Entre fusions et maintiens, les stratégies se dessinent avant le second tour des municipales à Bastia, Ajaccio et Sartène - France 3 Régions

Entre fusions et maintien, les stratégies électorales se précisent en Corse à l’approche du second tour des élections municipales, notamment à Bastia, Ajaccio e
Entre fusions et maintien, les stratégies électorales se précisent en Corse à l’approche du second tour des élections municipales, notamment à Bastia, Ajaccio et Sartène. Selon les informations rapportées par France 3 Régions, relayées par Google News Corse, les différentes forces politiques insulaires peaufinent leurs alliances et leurs positionnements respectifs, dans un contexte de recomposition politique locale marqué par une forte participation au premier tour.
À Bastia, une quadrangulaire sous haute tension
La situation à Bastia, la plus grande commune de l’île, illustre la complexité des négociations en cours. D’après les sources consultées, quatre listes sont encore en lice pour le second tour, ce qui rend toute fusion ou alliance particulièrement stratégique. La liste arrivée en tête au premier tour, menée par une figure du nationalisme modéré, chercherait à élargir sa base sans pour autant donner l’impression d’un « rassemblement contre nature », selon un observateur local cité par le média régional. En face, la liste d’union de la gauche et des écologistes, qui a réalisé un score honorable, pourrait tenter de négocier un désistement ou un rapprochement avec celle du parti présidentiel, arrivée troisième. Cette dernière, bien que distancée, conserve un réservoir de voix suffisant pour faire basculer l’élection. Les discussions porteraient principalement sur des engagements programmatiques autour de la transition écologique et du développement économique du port de Bastia, deux enjeux centraux de la campagne.

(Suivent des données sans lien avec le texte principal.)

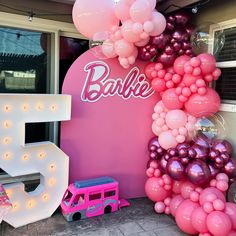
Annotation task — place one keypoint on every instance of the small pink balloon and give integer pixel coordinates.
(230, 210)
(171, 100)
(199, 217)
(176, 119)
(154, 191)
(174, 204)
(167, 140)
(218, 223)
(183, 216)
(179, 64)
(159, 207)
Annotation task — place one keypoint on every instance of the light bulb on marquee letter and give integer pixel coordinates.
(18, 158)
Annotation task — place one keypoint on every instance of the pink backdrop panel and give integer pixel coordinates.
(111, 122)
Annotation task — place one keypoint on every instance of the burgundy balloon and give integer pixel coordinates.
(198, 172)
(201, 151)
(230, 168)
(213, 170)
(192, 153)
(222, 146)
(175, 168)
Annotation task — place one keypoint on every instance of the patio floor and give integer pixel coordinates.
(137, 220)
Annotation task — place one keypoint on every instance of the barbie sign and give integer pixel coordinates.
(110, 125)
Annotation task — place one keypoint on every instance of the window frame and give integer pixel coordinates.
(226, 105)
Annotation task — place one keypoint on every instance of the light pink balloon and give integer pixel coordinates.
(127, 32)
(124, 48)
(140, 11)
(219, 223)
(122, 10)
(90, 16)
(154, 191)
(183, 216)
(206, 195)
(176, 119)
(174, 204)
(230, 210)
(199, 217)
(167, 140)
(108, 49)
(203, 105)
(159, 22)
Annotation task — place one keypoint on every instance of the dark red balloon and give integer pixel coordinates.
(175, 169)
(198, 172)
(230, 168)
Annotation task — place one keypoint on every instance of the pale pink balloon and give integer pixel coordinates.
(127, 32)
(174, 204)
(230, 210)
(179, 64)
(199, 217)
(159, 22)
(206, 195)
(203, 105)
(176, 119)
(167, 140)
(122, 10)
(108, 49)
(183, 216)
(154, 190)
(124, 48)
(171, 100)
(90, 16)
(219, 223)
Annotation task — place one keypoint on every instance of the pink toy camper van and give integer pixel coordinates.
(90, 198)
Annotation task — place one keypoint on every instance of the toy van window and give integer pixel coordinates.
(95, 196)
(110, 193)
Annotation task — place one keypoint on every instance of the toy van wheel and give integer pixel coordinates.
(107, 209)
(76, 216)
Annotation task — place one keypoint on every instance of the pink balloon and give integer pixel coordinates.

À Ajaccio, la droite en position de force mais divisée
Dans la capitale régionale, Ajaccio, le paysage politique semble plus clair, mais non moins incertain. La liste de la droite classique, emmenée par le maire sortant, est arrivée largement en tête au premier tour. Cependant, la présence d’une autre liste de droite, dissidente et portée par des élus locaux, complique la donne. Selon France 3 Régions, des discussions seraient en cours pour une fusion de ces deux composantes, afin de créer un « bloc uni » capable de contrer la poussée nationaliste. Cette dernière, créditée d’une seconde place solide, pourrait capitaliser sur les divisions internes de la droite pour créer la surprise. Le maintien de la liste de gauche, bien que minoritaire, pourrait également jouer un rôle clé en siphonnant des voix potentiellement utiles au second tour. Les enjeux locaux, notamment la gestion des déchets et la politique de la ville, sont au cœur des tractations.
À Sartène, un duel nationaliste face à un maintien divers droite
La situation à Sartène, ville historique du Sud de la Corse, se présente sous la forme d’un duel annoncé. La liste nationaliste, arrivée en tête au premier tour, fait face à une liste divers droite qui a choisi de se maintenir. L’enjeu principal réside dans la capacité du camp nationaliste à élargir son électorat, tandis que la droite locale mise sur un report de voix des électeurs déçus du premier tour. Les discussions porteraient également sur des alliances de dernier recours, sans qu’aucune fusion n’ait encore été officialisée. Le maintien de la liste de gauche, bien que très faible, pourrait toutefois redistribuer les cartes si elle décide de se retirer pour faire barrage. Selon des sources locales, le climat politique y est particulièrement tendu, les deux camps s’accusant mutuellement de pratiques clientélistes.
Des enjeux politiques majeurs pour l’avenir de l’île
Au-delà des spécificités locales, ces trois scrutins municipaux sont perçus comme un test grandeur nature pour l’avenir politique de la Corse. La question de l’autonomie, portée par les nationalistes, est au cœur des débats, même si les candidats modérés tentent de recentrer la campagne sur des questions plus concrètes de gestion quotidienne. La participation au second tour, qui pourrait être influencée par la météo ou par un possible « vote utile », sera un indicateur clé de la mobilisation citoyenne. Selon France 3 Régions, les candidats de tous bords appellent à un sursaut civique, tandis que les alliances de dernière minute pourraient encore modifier les rapports de force établis au premier tour. Les résultats du second tour, prévu dans une semaine, détermineront en grande partie la configuration politique insulaire pour les prochaines années.